Energy giant E.ON has announced it was pulling out of the competition to build the UK’s first power station fitted with technology to capture and permanently store carbon emissions.
E.ON’s Kingsnorth plant in Kent was one of two schemes shortlisted in the Government competition for funding worth potentially more than £1 billion to install the technology as part of its new coal-fired power station.
But the energy company today said the market was not conducive to building a new 1,600 megawatt power station at the site, and as a result it would not proceed to the next stage of the carbon capture and storage (CCS) competition.
The announcement comes ahead of today’s Comprehensive Spending Review which is likely to reveal the extent to which efforts to develop CCS have survived swingeing Government cuts.
The Government had been expected to launch a second competition for another three plants, with funding raised by a levy on fossil fuels which would be passed on to consumers in energy bills.
Carbon capture and storage has not been developed at scale, but there are hopes the technology could slash emissions from power stations by up to 90 per cent - and the coalition Government has said it forms part of plans to drive the UK towards a low-carbon energy system.
The previous Government said no new coal-fired power stations would get the go-ahead without CCS to tackle a proportion of their emissions.
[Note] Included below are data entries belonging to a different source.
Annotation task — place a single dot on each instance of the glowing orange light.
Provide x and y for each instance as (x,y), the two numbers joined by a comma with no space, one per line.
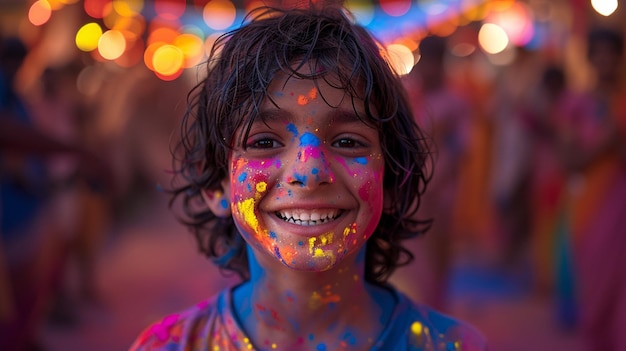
(132,55)
(96,8)
(131,27)
(219,14)
(192,48)
(148,54)
(88,36)
(395,8)
(170,9)
(163,34)
(39,12)
(128,8)
(111,44)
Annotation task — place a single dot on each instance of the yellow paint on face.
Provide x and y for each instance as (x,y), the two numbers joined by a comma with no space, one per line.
(417,328)
(324,239)
(246,209)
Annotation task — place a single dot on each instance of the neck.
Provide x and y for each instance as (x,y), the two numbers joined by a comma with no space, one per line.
(295,310)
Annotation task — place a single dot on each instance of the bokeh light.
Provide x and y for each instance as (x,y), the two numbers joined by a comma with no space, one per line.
(111,44)
(168,60)
(88,36)
(604,7)
(492,38)
(395,8)
(39,12)
(192,48)
(128,8)
(170,9)
(97,8)
(219,14)
(363,11)
(517,22)
(400,58)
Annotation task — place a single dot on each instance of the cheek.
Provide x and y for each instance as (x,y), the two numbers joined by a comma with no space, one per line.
(250,178)
(249,181)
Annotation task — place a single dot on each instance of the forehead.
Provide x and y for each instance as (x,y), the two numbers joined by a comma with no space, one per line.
(307,87)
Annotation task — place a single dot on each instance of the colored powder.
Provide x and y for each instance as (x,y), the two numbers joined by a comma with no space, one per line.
(361,160)
(292,128)
(246,208)
(308,139)
(224,203)
(261,187)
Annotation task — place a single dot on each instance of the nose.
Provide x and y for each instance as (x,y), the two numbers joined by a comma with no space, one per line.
(310,167)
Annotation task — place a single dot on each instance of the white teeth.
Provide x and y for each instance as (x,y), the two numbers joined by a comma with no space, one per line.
(308,218)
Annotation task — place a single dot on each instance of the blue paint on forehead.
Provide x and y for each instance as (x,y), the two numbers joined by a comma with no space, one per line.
(308,139)
(292,128)
(300,178)
(361,160)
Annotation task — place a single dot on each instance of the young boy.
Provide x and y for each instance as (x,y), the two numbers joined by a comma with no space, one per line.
(301,143)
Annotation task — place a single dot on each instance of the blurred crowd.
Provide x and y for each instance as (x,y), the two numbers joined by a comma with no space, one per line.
(530,174)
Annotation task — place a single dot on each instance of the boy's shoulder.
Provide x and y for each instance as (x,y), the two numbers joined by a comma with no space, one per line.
(416,326)
(205,323)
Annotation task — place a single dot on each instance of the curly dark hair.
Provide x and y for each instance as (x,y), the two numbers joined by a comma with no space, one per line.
(240,67)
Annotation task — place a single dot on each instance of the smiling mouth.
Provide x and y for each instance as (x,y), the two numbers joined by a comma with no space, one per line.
(308,218)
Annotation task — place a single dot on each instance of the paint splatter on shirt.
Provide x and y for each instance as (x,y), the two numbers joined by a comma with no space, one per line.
(211,326)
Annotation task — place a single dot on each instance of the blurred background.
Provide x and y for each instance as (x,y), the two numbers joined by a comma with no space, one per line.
(524,100)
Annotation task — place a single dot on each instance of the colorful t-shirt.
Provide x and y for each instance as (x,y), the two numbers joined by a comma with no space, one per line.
(211,326)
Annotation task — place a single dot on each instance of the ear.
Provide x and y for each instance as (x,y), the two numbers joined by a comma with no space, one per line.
(218,201)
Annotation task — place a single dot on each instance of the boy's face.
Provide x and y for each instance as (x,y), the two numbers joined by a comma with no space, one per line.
(307,190)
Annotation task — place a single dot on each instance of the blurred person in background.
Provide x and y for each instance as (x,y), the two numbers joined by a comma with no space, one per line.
(511,158)
(34,243)
(550,107)
(445,115)
(592,141)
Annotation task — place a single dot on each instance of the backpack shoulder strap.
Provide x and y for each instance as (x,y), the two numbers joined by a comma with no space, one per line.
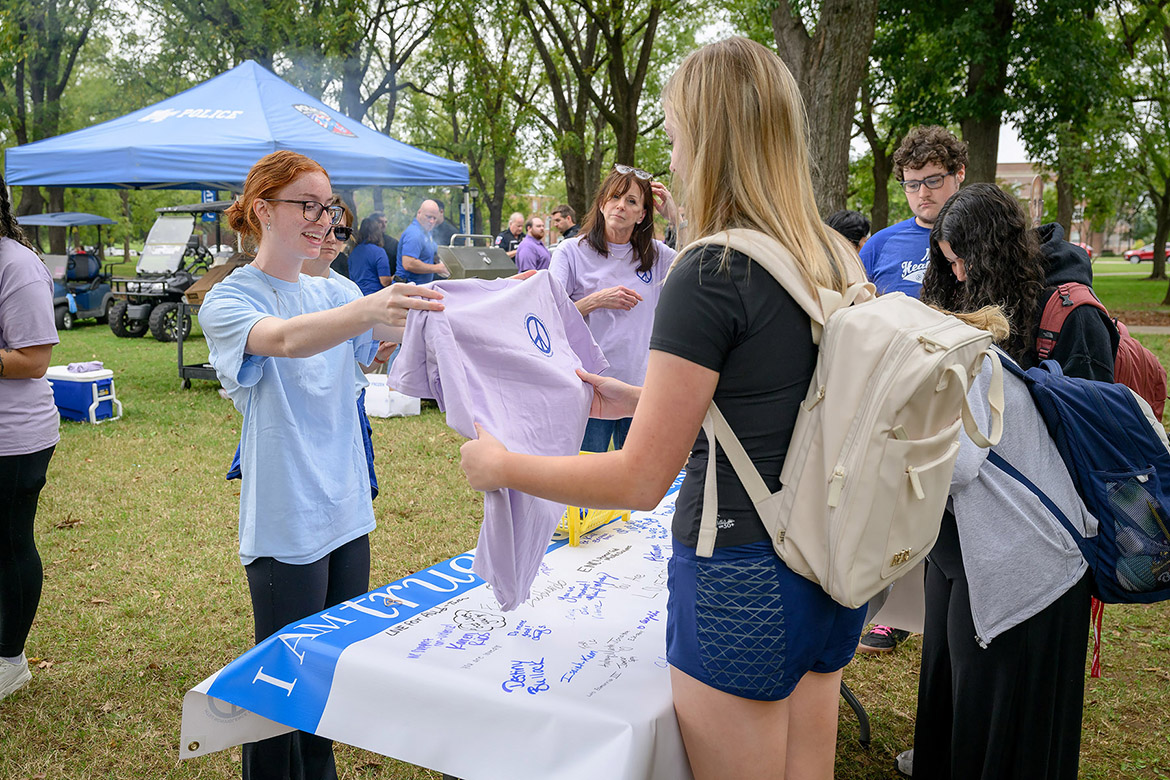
(1061,303)
(716,428)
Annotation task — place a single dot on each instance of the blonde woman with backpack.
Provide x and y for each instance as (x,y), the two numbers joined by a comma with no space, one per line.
(1002,685)
(756,651)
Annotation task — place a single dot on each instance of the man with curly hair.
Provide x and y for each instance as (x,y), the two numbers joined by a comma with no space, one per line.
(930,165)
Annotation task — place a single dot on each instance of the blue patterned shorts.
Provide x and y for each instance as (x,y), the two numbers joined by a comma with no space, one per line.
(744,623)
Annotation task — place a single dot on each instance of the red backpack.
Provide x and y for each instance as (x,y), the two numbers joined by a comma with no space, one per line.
(1135,366)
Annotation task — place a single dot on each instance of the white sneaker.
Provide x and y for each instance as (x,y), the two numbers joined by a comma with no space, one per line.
(13,676)
(904,763)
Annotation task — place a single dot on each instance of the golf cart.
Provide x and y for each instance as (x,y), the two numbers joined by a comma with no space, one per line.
(171,261)
(81,290)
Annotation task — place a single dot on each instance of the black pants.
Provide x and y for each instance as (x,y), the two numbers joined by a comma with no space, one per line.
(1012,710)
(21,478)
(283,593)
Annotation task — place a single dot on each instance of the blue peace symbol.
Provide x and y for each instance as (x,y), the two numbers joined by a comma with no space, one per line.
(538,333)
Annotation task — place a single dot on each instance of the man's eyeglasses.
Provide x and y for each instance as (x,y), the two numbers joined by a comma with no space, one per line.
(312,209)
(638,172)
(933,183)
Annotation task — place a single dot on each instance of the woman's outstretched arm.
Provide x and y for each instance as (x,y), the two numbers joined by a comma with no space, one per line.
(669,414)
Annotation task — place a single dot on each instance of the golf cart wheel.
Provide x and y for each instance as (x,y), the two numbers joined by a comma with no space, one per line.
(164,322)
(105,316)
(63,317)
(122,325)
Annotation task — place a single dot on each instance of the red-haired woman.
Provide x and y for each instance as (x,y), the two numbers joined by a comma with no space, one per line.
(28,435)
(613,270)
(284,346)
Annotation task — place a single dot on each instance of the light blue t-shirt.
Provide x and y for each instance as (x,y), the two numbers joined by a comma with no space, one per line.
(415,242)
(305,487)
(896,257)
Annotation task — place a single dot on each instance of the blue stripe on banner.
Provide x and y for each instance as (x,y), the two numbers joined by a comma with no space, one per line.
(283,681)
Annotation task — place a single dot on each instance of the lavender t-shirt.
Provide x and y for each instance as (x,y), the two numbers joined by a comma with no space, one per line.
(504,353)
(624,336)
(28,416)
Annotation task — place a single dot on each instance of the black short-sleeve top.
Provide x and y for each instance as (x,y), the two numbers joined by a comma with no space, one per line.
(738,321)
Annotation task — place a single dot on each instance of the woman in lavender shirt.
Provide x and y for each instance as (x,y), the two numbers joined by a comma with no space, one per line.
(28,434)
(613,271)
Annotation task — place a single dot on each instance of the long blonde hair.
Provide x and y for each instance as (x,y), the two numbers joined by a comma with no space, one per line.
(738,114)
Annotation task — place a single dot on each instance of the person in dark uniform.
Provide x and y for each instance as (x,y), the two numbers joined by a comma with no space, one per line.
(509,237)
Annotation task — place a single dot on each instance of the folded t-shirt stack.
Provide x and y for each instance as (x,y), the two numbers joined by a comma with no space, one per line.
(504,353)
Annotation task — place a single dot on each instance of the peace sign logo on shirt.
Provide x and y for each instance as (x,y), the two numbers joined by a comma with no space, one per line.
(538,333)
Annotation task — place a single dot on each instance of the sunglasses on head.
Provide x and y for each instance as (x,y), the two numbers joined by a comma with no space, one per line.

Two potential schemes had been competing for the funding, with ScottishPower’s site at Longannet, Scotland, the other power station in the running.
Both had been awarded initial funding to develop their plans.
E.ON UK chief executive Paul Golby said: “Having postponed Kingsnorth last year, it has become clear that the economic conditions are still not right for us to progress the project and so, simply put, we have no power station on which to build a CCS demonstration.
“We therefore took the decision to withdraw from the Government’s competition because we cannot proceed within the competition timescales.”